With a strengthened team, SG CIB's structured products business has been characterised by two themes. First, the French bank focused on fostering new ways to deliver products locally to Latin American clients, and second, it garnered a host of new institutional clients as it expanded into new countries. It was also on hand to restructure products with negative mark-to-markets and offered investors an option of switching notes to a new strategy without any additional capital investment.
"We placed a huge emphasis on discovering new business that we could provide locally for clients," says Julien Lascar, director and co-head of Latin America structured products at SG CIB. "For example, regulations for Fundos Multimercados changed last year, allowing this type of fund to invest up to 100% in offshore assets. We immediately got one of our funds, the Lyxor Focus Fund, registered as a Fundo Multimercado, which meant the fund was available for onshore investment and investors could access offshore assets through a local vehicle." The Lyxor Multimercado fund, registered in November, is aimed at qualified investors including institutionals and high-net-worth individuals.
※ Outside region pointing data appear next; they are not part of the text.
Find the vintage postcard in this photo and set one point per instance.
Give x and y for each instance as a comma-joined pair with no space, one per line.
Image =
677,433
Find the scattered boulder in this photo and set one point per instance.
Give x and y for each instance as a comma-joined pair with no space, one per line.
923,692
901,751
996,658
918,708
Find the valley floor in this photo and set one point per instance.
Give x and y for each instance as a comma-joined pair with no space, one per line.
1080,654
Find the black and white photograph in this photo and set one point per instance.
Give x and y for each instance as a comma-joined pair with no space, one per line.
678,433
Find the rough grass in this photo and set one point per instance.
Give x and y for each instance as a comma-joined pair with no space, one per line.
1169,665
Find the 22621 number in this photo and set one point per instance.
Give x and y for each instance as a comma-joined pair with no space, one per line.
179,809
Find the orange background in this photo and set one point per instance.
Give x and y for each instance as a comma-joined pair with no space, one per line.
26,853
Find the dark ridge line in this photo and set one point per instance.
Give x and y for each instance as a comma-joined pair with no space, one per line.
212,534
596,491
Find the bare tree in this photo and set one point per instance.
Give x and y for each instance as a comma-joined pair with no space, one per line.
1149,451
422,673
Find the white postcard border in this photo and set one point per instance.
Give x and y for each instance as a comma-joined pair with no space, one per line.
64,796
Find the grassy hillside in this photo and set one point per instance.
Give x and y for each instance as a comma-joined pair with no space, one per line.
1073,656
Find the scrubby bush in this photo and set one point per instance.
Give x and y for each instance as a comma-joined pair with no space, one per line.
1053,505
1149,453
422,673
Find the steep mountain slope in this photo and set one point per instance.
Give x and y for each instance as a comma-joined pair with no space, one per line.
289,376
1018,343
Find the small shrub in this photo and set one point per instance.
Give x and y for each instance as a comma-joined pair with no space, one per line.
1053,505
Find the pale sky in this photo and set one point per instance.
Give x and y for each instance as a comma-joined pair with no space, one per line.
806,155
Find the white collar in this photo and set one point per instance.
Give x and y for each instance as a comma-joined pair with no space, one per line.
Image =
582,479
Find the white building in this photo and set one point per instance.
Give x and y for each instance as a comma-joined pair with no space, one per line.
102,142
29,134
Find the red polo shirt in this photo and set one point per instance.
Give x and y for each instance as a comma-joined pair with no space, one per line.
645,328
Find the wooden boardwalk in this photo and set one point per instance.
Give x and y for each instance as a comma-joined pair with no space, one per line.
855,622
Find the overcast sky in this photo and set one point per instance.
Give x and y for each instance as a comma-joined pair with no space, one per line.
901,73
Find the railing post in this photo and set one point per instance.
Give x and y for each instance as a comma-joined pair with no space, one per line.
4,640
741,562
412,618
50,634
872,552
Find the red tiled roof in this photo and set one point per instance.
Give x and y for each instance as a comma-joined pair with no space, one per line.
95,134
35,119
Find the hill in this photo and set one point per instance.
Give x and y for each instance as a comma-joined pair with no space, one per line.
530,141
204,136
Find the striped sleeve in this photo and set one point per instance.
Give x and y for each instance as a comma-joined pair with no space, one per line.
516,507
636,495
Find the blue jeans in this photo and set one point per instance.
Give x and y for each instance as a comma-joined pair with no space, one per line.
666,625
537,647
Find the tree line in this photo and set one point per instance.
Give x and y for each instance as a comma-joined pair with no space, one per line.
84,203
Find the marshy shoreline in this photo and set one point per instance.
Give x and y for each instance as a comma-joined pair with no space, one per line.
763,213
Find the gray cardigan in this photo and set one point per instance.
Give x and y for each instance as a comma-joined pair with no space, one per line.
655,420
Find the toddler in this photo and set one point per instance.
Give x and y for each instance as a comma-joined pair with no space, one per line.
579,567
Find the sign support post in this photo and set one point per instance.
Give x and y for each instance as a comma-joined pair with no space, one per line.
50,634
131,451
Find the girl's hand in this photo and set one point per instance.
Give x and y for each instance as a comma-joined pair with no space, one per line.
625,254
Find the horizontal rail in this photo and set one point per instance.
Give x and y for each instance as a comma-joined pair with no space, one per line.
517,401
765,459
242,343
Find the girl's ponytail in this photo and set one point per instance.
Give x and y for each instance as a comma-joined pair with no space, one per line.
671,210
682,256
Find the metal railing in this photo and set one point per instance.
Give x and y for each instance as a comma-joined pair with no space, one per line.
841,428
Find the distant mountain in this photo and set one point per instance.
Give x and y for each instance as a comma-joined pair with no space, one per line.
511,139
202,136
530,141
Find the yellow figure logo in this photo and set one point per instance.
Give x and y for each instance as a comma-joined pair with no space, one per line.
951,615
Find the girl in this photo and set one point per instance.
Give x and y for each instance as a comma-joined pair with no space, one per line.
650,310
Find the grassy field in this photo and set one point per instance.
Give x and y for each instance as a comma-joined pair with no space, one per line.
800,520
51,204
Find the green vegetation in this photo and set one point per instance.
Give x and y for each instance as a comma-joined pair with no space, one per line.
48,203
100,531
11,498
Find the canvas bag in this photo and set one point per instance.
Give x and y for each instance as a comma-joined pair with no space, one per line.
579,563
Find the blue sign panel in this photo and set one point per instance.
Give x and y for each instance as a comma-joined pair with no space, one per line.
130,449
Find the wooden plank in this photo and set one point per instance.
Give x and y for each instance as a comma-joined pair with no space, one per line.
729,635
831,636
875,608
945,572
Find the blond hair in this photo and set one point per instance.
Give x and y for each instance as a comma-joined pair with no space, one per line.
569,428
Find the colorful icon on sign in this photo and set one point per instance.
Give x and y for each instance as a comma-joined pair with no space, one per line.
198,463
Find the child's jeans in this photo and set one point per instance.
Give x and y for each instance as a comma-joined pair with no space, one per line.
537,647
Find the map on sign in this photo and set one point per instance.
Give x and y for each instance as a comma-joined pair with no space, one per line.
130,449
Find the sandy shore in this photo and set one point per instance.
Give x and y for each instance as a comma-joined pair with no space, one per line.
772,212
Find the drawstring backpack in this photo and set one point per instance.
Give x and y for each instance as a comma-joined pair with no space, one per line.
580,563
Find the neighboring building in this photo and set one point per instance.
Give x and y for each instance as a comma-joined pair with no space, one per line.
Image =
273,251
Another area where SG CIB has pushed boundaries is with the launch of locally listed exchange-traded funds (ETFs) in response to the shift in many of the region's pension funds, which have opted to buy ETFs instead of investing with local asset managers. In January this year, the bank started the process of listing six ETFs on the Mexican Bolsa and plans to launch a further five to 10 every month this year. It is also in the process of finalising the listing of ETFs in Chile.
In May last year the bank also traded the first listed structured product in Bolivia, which was sold to a major pension fund. The eight-year note, with a notional of US$50 million, was linked to the Liberty Multi-Strategy Fund, a Lyxor fund comprising Lyxor managed accounts. The trade was done even though the hedge fund industry was undergoing massive redemptions and liquidity freezes. But because none of Lyxor's managed accounts activated gates or were driven to segregate illiquid assets, the product was unaffected.
SG CIB also made groundbreaking moves in Uruguay in May. The bank traded with four major pension funds (Republica Afap, Afinidad Afap, Union Capital Afap, and Integracion Afap) an equity-linked note issued by the World Bank. It was the first time the pension funds have been able to invest in foreign assets in more than 12 years. The trade (US$50 million notional) was a 10-year, 100% principal protected product linked to a basket of three indexes comprising the Topix, the S&P 500 and the DJ Eurostoxx 50 indexes. SG CIB then compounded the success by trading another product with Republica Afap in October.
The bank continued to blaze a trail of market firsts in other regions such as Chile, where it traded the first commodity-linked product for Chilean retail investors. The issue combined three-year call warrants on the Dow Jones AIG Commodity index, which were structured by SG CIB and marketed by BBVA Chile via a structured fund that guaranteed principal protection. A notional amount of more than US$10 million was placed.